最近とみに思うのが、「快」というキーワードがこれらの世界にも浸透しつつあるのではということだ。
先日の「秘伝」の「整体で強靱(つよ)くなる」というタイトルも、なるほど、と思う。
操体を学び、自ら学んでいるものに応用貢献している姿もよく見られるし、喜ばしいことだと思っている。
基本的に彼らはからだができていて、感覚をききわけるセンサーが発達している。
つまり、原始感覚(快か不快かをききわける力)が鋭い。
よって、きもちよさをききわけられやすいのだと思っている。
また、自発動のような無意識の動きも発動しやすいように思う。
そこでいつも気になるところがある。
彼らは、自分がその感覚に優れている故に、他人も気持ちよさという感覚を得やすいと勘違いしている場合もある。
それが、「きもちよく動いて」という指導である。
このきもちよく動いて、という一言にも、実は様々なニュアンスがあるのだ。
まず、操体においては、言葉に出す出さないの差はあれど、
動かしてみて、感覚をききわけさせてから「きもちよく動いて」という
言葉を使う。
動診(ある動きを試してみて、感覚をききわけさせる)
その動きにきもちよさ、快適感覚があったら、「きもちよく動いて」という操法に入る。
つまり、「なんでもいいから、きもちよく動いて」というわけではないのである。
それが、彼らにとっては、「動く=きもちいい」という図式があるようで、ある動きをためしてみて、という動診の過程が抜けていて、最初から「きもちよく動いて」という認識があることが多い。
また、動診という重要な過程の意味を考えないと、
「色々動いてみて、気持ちいいほうを捜す」というようになってしまう。
※色々動いてみてきもちいいほうを捜す、というのは根本的な間違いである。何故なら、これは有意識の動きであるからだ。
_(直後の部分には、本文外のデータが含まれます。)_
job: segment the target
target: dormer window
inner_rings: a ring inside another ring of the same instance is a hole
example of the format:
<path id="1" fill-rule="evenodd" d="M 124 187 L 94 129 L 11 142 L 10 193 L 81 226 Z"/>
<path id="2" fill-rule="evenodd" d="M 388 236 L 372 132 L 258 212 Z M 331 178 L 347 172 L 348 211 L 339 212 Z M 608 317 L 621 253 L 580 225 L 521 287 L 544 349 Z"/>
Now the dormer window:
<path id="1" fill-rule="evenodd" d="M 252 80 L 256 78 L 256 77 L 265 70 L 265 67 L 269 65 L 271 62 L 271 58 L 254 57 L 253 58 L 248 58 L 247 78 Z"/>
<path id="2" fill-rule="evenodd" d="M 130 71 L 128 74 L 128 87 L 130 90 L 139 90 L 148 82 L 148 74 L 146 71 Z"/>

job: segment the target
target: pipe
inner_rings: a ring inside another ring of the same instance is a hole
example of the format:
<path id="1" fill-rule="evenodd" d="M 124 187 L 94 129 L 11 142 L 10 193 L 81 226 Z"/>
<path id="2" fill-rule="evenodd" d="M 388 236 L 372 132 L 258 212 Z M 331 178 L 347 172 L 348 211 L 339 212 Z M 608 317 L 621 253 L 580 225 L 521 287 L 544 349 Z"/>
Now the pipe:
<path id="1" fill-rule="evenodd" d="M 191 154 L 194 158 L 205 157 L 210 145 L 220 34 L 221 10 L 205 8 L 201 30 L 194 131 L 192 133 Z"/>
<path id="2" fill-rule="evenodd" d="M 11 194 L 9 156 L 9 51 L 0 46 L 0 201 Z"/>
(何度も触れているが、痛みから逃げるというのは無意識の動きだが、これが、気持ちよさを捜す、というように誤って認識されている場合がある。
また、彼らは原始感覚が優れているため、無意識の動きが自然に発動しやすい。
しかし、操法を施す相手が、健康傾斜のバランスを崩している場合や、原始感覚が鈍っている場合に
「きもちよく動いて」
といっても、きもちよく動けないのである。
「きもちよく動いて」という前に、感覚の確認が必要なのだ。
何故、このような話を書いたかというと、きもちよく動けるような人ばかり相手にしていると、本当に健康のバランスを崩している人を診る場合、お手上げになるからだ。